In Santalla there used to be two stores where they sold suits and even had a tailor and there was the Café Moderno which was a luxury. Now one begins to tell what there is and it is a shame,” he points out. The endemic disease of the emptying of the Asturian rural environment and with difficult treatment, I wish Anita could cure it with one of her Aspirins because the remedy would already be done.

“Since not a single car passed through here until 1955 or 1960, since our inn was the crash site, they came from all the surrounding towns, some to eat, others to buy, others to play cards and others to eat the omelette with rum. The recipe came from Cuba, brought by my husband’s grandfather who emigrated. You make a French omelet, you add a good handful of sugar, rum and flambe it. It looks great,” says Anita.

This woman has something that is all light, light in the kitchen, light on the counter of her bar, light at the doors of her inn. Anita carries with her the wisdom of a woman who learned in the town and made those who passed through her learn. “I went to school until I was 14, with more or less enthusiasm, and then I learned to sew and I married Pepe. We had two girls, Carmen and Lola. I always got along well with Pepe, I think he was better than me,” she says, dying of laughter, because Anita also always knew how to protest, but with impeccable elegance and education, as upright and correct as the posture of the bucket of water on top. of his head.

He keeps in touch with many clients who are now friends, including a Japanese man: Nawaki. “I came with a family from Madrid, they were going to take a route and get lost.
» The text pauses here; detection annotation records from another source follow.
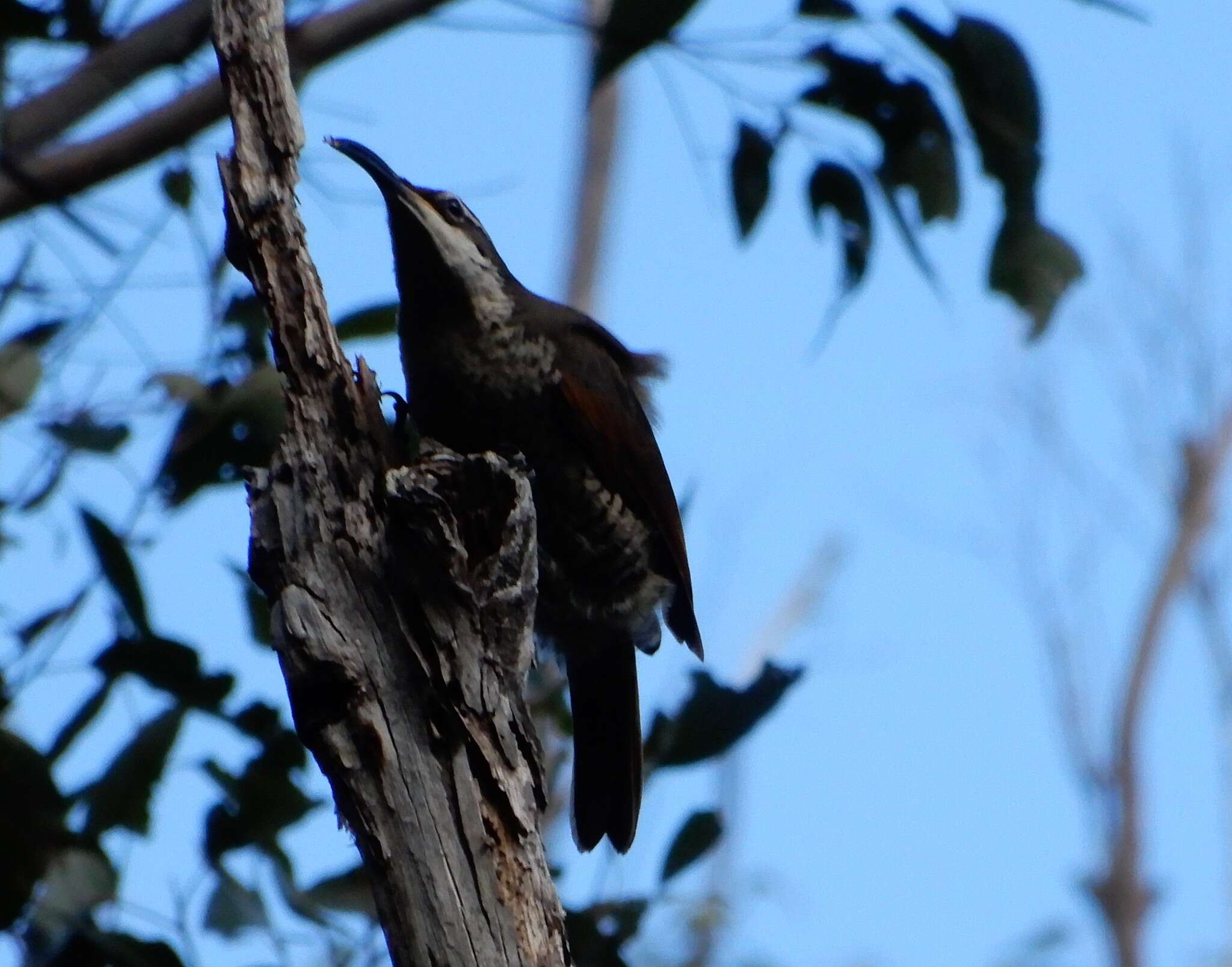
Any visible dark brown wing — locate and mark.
[552,314,702,658]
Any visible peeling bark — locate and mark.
[214,0,569,967]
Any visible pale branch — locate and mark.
[1092,407,1232,967]
[214,0,569,967]
[0,0,445,220]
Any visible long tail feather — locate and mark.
[564,642,642,853]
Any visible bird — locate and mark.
[325,138,703,853]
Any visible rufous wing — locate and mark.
[557,319,702,658]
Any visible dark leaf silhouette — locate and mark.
[94,634,235,712]
[47,680,113,762]
[659,809,723,882]
[0,0,57,41]
[222,292,270,367]
[335,302,398,339]
[0,320,64,420]
[76,706,185,839]
[0,729,68,929]
[895,8,1040,212]
[19,453,69,511]
[808,161,872,293]
[988,217,1083,339]
[80,507,150,634]
[43,413,128,453]
[801,51,958,221]
[206,719,319,864]
[22,841,120,963]
[798,0,858,20]
[43,927,183,967]
[232,564,274,644]
[298,864,377,920]
[16,587,86,648]
[564,899,647,967]
[159,366,286,505]
[732,122,774,238]
[205,866,268,938]
[160,165,194,211]
[645,661,803,766]
[590,0,697,90]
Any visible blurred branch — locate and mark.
[565,0,621,313]
[1092,407,1232,967]
[0,0,445,220]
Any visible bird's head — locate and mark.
[325,138,519,325]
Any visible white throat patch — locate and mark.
[409,194,514,329]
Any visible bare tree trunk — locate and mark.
[214,0,569,967]
[1092,407,1232,967]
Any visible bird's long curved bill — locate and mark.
[325,138,404,193]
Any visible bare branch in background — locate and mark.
[565,0,621,313]
[2,0,209,156]
[0,0,453,220]
[1092,406,1232,967]
[214,0,569,967]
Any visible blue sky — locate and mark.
[0,0,1232,967]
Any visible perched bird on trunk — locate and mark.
[329,138,702,853]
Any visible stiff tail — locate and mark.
[564,642,642,853]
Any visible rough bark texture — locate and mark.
[214,0,569,967]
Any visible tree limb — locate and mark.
[0,0,445,220]
[214,0,569,967]
[1092,408,1232,967]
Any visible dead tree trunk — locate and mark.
[214,0,569,967]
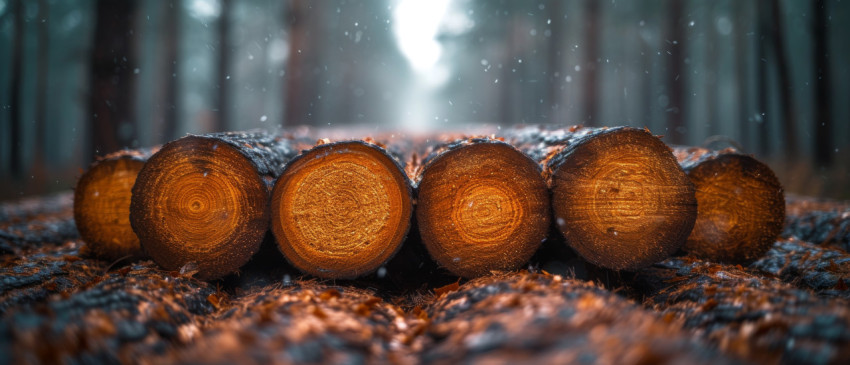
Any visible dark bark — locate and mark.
[749,238,850,299]
[74,147,158,261]
[88,0,136,156]
[812,0,835,166]
[130,132,296,279]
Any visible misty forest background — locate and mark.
[0,0,850,200]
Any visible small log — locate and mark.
[416,138,551,277]
[130,132,295,279]
[271,141,413,279]
[505,127,697,270]
[674,147,785,263]
[74,149,157,261]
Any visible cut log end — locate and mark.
[271,141,413,278]
[74,155,144,261]
[549,128,697,270]
[684,153,785,263]
[416,140,551,277]
[130,136,269,279]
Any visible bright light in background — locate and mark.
[393,0,449,72]
[188,0,221,20]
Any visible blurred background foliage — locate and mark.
[0,0,850,200]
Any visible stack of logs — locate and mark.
[74,126,785,279]
[6,127,850,364]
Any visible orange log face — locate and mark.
[550,128,696,270]
[74,156,144,260]
[416,140,551,277]
[130,136,269,279]
[272,141,413,278]
[685,153,785,263]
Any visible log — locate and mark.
[271,141,413,279]
[130,132,296,279]
[416,138,551,278]
[74,148,158,261]
[674,147,785,263]
[505,126,697,270]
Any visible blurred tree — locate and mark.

The parents had stayed here and since they did not return all night they were desperate. The father said that he was never going to return to Santalla again, what a wonderful memory. The kids’ mother thought they were dead, she went crazy!

There were no cell phones, what could there be? The people rallied to them. I had bonito in sauce for dinner. People went into the mountains to look for them, and what seemed like a tragedy was resolved well. “They said they were not going to come back and they did for twenty years,” explains Anita. Nawaki also voted for her to receive the award in her village.

Anita Das Poceiras made the first trip outside of Santalla to the Virgen del Camino, but the most important journey was her life in Casa Rodil. They didn’t close any day. Now she makes puzzles, baskets with corn husks, she likes to go to Fonsagrada to eat a cooked ham sandwich, have a wine to eat, and sometimes she even continues cooking for her daughters. “I also like half a vermouth from time to time,” he says at the doors of his inn. And the sun rises again, perhaps because for the first time someone looked at the “Anitas of the world.” Congratulations.